After treatment, relative expression values were calculated in relation to untreated control Ct, which was assigned an arbitrary value equal to the unity. Control: G-W fruits with their pedicels immersed in MS medium with sucrose; Water Stress: fruits with their pedicels kept in the air. Both samples were harvested 4 days after beginning of treatment. Mean values ± SD of three independent experiments are shown. Student’s t-test determined statistical significance with respect to reference sample. (**) p-value < 0.001.

https://doi.org/10.1371/journal.pone.0196953.g008

Assignation of putative biological functions to the ripening related strawberry NAC proteins

The Fragaria annotation included in the public database assigns Arabidopsis orthologous to each of the FvNAC proteins (S7 Table) but does mention neither any putative biological role nor the degree of identity and/or homology between these proteins. An alignment with orthologous Arabidopsis sequences is usually done to assign putative biological functions to new proteins. This approach has revealed functions to NAC proteins in several plants, such those implied in salt stress in Cucumis melo [62], drought responses in maize [63], abiotic stresses and stress-related phytohormone treatments in Brachypodium distachyon [64] and ethylene-responsive signaling in banana [22]. Other studies have assigned a wider range of functions to the NAC proteins using the same approach [52, 65, 66, 67, 68]. Thus, we run a Clustal Omega alignment with all NAC protein sequences from Arabidopsis along the six developmental and ripening related NAC TFs from strawberry to predict their functions. The proteins functions obtained from the Arabidopsis TAIR database were annotated at the resulting tree (S1 Fig). We found a small cluster of NAC proteins implied in the biosynthesis and/or development of vascular tissue and cell walls (namely VTCW cluster, blue sequences) (At2G46770, At4G36160, At2G18060, At1G12260, At5G62380 and At1G71930), a minor cluster implied in water balance (namely WB cluster, green sequences) (At4G27410.1, At4G27410.2, and At1G52880), and a minor cluster implied in root cap formation (namely RC cluster, orange sequences) (AT1G79580.1 AT1G79580.2, AT1G79580.2, AT4G10350 and AT1G33280). No clustering was observed for NAC proteins implied in other biological roles such as senescence, flowering, and meristematic development that were dispersedly represented throughout all the tree alignment.
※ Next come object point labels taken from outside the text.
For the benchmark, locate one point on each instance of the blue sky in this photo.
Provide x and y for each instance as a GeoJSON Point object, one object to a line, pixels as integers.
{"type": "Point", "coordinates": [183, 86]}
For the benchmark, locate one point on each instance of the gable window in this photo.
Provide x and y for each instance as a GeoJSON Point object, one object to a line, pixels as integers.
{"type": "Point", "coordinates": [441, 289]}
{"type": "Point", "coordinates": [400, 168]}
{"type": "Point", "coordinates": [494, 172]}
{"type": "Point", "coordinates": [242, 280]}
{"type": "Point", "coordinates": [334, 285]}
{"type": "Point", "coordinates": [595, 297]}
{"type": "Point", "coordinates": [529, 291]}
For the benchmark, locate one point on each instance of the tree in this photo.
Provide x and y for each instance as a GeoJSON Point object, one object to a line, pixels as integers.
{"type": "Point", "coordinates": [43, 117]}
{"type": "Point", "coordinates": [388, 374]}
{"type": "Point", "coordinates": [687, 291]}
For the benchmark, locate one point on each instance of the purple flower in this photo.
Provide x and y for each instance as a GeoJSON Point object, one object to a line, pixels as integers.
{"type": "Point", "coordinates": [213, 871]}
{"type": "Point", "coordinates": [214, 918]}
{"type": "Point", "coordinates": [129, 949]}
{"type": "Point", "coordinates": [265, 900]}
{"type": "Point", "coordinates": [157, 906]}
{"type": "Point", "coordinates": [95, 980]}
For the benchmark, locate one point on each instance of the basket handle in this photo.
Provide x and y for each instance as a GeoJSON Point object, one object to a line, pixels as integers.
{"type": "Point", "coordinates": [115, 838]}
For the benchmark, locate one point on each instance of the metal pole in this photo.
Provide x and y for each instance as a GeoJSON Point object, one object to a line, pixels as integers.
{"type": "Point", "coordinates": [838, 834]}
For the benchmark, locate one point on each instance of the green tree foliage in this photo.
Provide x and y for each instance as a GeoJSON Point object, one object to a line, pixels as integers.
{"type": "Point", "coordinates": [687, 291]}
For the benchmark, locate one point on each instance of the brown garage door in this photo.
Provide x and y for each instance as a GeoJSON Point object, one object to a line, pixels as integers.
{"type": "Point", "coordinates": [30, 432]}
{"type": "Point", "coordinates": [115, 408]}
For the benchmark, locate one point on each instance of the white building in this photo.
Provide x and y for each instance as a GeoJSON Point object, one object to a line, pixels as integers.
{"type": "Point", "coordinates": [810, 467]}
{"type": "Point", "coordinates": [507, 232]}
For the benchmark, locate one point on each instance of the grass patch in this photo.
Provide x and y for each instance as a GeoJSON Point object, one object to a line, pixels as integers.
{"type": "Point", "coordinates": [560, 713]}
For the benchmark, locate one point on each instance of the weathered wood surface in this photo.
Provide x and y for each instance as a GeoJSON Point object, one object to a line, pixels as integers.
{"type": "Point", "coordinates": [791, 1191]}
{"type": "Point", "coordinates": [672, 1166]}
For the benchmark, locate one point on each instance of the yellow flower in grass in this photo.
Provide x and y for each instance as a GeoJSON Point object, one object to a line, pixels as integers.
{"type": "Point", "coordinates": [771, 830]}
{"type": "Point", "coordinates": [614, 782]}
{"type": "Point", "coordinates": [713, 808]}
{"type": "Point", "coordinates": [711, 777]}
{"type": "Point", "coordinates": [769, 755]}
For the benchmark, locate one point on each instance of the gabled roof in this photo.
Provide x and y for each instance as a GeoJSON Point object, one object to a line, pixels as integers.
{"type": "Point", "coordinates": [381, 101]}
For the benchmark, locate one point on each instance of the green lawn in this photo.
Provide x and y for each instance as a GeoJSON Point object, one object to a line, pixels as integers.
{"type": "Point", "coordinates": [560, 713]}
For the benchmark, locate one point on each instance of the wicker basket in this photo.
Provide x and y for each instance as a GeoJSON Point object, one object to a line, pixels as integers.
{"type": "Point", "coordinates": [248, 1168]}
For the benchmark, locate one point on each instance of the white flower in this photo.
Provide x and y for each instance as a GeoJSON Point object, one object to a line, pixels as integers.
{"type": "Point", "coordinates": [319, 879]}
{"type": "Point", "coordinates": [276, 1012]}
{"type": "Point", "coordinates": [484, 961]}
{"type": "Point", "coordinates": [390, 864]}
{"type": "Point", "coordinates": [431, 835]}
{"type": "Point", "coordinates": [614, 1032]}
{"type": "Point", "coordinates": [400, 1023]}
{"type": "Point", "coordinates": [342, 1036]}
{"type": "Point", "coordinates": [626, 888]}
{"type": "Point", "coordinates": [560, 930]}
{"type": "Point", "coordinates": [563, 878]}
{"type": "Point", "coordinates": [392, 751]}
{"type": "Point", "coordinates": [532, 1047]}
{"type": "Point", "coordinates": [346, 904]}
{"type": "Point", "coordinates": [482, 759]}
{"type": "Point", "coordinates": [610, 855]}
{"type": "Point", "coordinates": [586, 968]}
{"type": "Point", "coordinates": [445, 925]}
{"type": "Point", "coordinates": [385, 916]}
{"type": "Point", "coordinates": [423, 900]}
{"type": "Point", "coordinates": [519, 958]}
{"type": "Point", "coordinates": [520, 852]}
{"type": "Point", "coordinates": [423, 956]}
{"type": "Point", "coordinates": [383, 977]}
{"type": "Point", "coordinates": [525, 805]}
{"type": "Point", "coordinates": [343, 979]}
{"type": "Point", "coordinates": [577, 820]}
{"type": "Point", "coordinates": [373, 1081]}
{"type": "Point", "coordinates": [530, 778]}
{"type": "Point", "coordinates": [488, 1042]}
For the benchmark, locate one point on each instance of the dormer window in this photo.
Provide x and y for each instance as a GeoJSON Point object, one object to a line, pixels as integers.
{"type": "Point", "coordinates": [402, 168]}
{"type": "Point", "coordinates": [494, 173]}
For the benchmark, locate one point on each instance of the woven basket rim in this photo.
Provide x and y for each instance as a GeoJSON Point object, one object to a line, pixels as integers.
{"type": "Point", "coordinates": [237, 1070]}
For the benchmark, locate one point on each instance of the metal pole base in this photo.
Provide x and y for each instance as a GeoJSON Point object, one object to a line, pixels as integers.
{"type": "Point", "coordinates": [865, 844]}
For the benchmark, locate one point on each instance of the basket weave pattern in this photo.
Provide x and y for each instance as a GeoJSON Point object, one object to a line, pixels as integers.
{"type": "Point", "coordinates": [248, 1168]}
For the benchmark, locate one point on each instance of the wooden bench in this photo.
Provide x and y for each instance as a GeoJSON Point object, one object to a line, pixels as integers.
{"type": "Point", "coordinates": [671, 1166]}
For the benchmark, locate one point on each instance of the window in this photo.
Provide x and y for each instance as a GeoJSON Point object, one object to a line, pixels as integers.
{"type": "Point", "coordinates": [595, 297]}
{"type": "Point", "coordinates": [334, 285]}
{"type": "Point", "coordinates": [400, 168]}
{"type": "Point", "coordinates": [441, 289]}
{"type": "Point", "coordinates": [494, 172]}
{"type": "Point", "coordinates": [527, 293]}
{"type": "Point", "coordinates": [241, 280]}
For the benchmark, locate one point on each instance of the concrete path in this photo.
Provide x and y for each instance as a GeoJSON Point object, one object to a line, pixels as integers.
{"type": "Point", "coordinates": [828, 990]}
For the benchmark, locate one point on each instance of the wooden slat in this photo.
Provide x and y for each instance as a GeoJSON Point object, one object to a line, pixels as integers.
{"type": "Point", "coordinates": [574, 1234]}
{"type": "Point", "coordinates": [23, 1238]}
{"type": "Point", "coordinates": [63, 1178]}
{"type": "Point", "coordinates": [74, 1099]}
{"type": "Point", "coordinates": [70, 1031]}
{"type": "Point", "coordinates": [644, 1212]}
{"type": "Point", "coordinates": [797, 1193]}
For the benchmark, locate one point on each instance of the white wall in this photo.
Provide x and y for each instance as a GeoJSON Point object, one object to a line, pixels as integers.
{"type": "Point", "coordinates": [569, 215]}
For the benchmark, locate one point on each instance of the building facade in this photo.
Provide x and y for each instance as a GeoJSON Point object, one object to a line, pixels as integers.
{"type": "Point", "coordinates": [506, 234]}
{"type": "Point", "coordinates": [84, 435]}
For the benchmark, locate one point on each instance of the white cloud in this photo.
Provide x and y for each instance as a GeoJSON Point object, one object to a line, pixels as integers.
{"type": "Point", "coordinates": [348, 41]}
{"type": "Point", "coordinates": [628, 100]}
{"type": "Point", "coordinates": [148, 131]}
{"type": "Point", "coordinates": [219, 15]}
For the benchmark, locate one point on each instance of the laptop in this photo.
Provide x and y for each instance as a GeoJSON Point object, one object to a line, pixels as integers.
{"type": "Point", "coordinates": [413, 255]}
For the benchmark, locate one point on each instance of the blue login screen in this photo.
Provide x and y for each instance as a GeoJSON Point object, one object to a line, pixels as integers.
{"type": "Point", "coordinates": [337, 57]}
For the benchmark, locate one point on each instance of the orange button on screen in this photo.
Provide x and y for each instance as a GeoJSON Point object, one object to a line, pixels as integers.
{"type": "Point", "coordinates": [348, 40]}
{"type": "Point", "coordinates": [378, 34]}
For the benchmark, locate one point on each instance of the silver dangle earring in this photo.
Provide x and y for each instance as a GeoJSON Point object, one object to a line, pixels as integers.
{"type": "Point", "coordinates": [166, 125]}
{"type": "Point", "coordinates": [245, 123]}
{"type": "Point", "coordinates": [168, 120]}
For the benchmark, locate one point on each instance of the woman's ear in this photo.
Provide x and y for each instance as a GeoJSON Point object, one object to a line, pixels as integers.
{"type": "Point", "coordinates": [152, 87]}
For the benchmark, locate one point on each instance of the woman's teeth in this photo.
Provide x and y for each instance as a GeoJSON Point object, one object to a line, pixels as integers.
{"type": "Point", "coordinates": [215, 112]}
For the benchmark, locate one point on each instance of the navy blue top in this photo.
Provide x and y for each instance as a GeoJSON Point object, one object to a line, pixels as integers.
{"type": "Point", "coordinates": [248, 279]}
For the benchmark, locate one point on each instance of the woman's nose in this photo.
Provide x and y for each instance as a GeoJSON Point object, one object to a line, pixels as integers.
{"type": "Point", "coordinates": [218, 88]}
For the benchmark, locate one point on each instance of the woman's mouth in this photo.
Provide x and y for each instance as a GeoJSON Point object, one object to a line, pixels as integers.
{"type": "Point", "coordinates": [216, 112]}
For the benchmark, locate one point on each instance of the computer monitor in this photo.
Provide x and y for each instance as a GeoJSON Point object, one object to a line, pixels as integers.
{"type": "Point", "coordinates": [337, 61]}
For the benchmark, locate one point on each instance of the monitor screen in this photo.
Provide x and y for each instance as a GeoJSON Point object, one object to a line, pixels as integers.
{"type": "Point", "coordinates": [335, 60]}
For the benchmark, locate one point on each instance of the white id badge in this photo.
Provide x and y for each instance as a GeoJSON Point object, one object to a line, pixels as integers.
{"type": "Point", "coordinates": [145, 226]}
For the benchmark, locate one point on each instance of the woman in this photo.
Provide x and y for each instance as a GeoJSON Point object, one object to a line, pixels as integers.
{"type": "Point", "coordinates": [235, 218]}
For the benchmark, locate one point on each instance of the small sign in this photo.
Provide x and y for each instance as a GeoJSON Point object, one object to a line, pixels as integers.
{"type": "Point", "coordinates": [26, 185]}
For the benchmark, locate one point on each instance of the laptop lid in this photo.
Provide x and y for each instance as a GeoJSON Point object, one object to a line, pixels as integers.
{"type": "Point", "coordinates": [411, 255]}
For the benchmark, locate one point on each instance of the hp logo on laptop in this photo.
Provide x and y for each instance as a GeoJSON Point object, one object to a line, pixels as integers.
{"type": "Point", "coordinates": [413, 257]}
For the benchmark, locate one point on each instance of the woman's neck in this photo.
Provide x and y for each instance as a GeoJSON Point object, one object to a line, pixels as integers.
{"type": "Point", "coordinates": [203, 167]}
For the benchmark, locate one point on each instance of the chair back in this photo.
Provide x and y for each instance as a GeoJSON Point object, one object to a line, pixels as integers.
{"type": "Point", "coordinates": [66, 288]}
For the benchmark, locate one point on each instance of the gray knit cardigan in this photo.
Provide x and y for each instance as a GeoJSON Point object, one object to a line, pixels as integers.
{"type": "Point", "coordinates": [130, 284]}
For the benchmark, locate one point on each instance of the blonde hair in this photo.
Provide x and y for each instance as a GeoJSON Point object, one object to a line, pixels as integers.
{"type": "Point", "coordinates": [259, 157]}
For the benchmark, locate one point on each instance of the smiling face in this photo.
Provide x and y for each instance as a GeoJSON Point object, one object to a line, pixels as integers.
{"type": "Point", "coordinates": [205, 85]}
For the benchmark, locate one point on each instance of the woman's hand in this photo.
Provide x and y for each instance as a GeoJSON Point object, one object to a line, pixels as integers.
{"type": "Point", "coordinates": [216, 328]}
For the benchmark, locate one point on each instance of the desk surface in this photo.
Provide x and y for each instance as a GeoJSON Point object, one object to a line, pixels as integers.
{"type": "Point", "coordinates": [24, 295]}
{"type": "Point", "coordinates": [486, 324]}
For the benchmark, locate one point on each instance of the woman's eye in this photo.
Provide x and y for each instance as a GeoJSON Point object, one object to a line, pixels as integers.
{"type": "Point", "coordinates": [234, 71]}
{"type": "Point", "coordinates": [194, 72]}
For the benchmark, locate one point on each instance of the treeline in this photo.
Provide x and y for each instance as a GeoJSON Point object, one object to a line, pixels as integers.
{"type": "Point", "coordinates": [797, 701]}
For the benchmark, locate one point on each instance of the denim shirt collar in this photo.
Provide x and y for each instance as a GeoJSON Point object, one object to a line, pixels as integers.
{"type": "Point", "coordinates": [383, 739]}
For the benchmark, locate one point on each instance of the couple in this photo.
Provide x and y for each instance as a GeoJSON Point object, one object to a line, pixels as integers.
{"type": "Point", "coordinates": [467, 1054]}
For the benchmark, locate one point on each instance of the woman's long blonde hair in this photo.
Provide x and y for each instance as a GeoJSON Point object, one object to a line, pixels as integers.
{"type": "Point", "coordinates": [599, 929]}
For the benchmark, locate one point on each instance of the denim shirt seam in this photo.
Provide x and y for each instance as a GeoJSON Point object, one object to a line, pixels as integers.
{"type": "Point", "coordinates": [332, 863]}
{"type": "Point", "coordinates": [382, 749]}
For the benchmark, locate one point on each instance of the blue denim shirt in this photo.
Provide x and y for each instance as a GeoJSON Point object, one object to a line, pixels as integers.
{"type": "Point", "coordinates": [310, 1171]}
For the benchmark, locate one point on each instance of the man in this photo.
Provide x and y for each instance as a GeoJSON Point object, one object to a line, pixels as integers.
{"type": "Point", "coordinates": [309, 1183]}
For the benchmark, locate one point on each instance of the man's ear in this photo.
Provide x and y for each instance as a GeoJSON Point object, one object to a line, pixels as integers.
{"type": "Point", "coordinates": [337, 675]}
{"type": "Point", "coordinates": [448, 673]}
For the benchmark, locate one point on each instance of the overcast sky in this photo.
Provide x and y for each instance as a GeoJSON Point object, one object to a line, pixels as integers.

FvNAC021 and FvNAC035 were closely located to the Arabidopsis WB cluster. This suggests that both proteins could be playing a role in water balance and/or stress. In fact, some porins implied in water balance are induced during the ripening [41]. However, the others strawberry FvNAC TFs were not clearly associated to any functional cluster, although FvNAC006 and FvNAC092 were near to the VTCW clade, suggesting a similar role for these proteins. In fact, a degradation of the cell walls that lead to the softening of the fruit takes place at the onset of the ripening of strawberries [2]. In addition, FvNAC022 and FvNAC042, although fell out of the VTCW cluster, are orthologous of AT4G28500.1 and AT5G13180.1 respectively, with similar functions to the VTCW cluster. AT4G28500.1 (SND2) regulates genes involved in secondary cell wall formation in Arabidopsis fiber [69] and AT5G13180.1 is a NAC TF (VNI2) repressing xylem cell formation [70]. Thus, FvNAC022and FvNAC042 could also be related to the ripening-associated textural changes that involved modifications to the cell-wall components [2].

Since it has been described that the NAC domain itself can drive for the biological function [9, 17, 26], we look for an alternative relationship after aligning only the N-terminal regions that contains this domain. The alignment with only the NAC domains showed the three (VTCW, RC and WB) clades (S2 Fig). This means that these functions could be driven in Arabidopsis by the NAC domain itself and not for the C-terminal portion of the NAC proteins. However, only the WB clade was present when we aligned only the C-terminal region harboring the TR domain of NAC proteins (S3 Fig). This suggests that in the case of the WB clade, there is a cooperation or interaction among the NAC subdomains and the C-terminal portion of the proteins. Nevertheless, most of the 6 FvNAC sequences were always dispersed over any of the phylogenetic trees. Therefore, a putative function could not be inferred with some degree of certainty by using only Arabidopsis sequences.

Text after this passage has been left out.